Partition pruning ensures that every query starts by eliminating irrelevant partitions. The mandatory tenant_id filter prunes all other tenants. Time range predicates prune all non-matching days. By the time ClickHouse begins scanning data, it is typically reading less than 1% of the total table.
Stats Functions
The stats, timechart, and chart commands support a comprehensive set of aggregate functions: count for event counts, dc (distinct count) for cardinality, avg, sum, min, max for basic arithmetic aggregates, median and mode for distribution analysis, stdev for standard deviation, perc50 and p95 for percentile calculations, values and list for collecting distinct or all values into arrays, and first and last for positional aggregates.
These functions compile directly to ClickHouse aggregate functions.
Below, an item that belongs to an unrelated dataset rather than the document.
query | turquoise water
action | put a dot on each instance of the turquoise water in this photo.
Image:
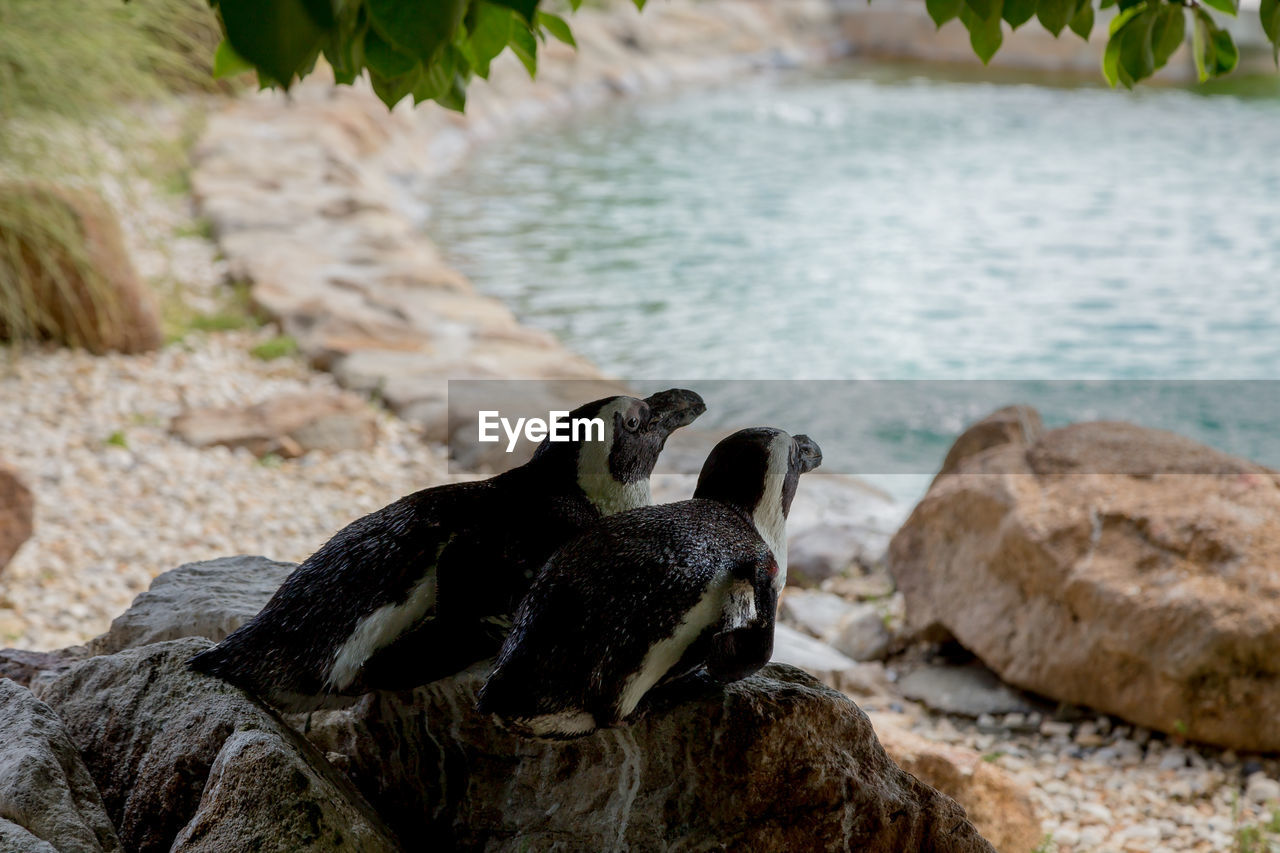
(883, 224)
For example, dc compiles to uniqExact(), perc50 compiles to quantileExact(0.5)(), and values compiles to groupUniqArray(). The mapping is designed to produce the most efficient ClickHouse function for each semantic operation.
search index=api
| stats count, dc(user_id) as unique_users,
avg(duration_ms) as avg_latency,
p95(duration_ms) as p95_latency,
values(host) as hosts
by namespaceWhat Comes Next
LPQL is under active development. We are working on sub-search support for correlated queries, lookup command integration for enrichment at query time, and a query optimizer that can reorder pipe commands for better partition pruning. The goal is a query language that makes ClickHouse feel as natural for log analysis as SPL made Elasticsearch feel a decade ago -- but with better performance, stronger security, and no vendor lock-in.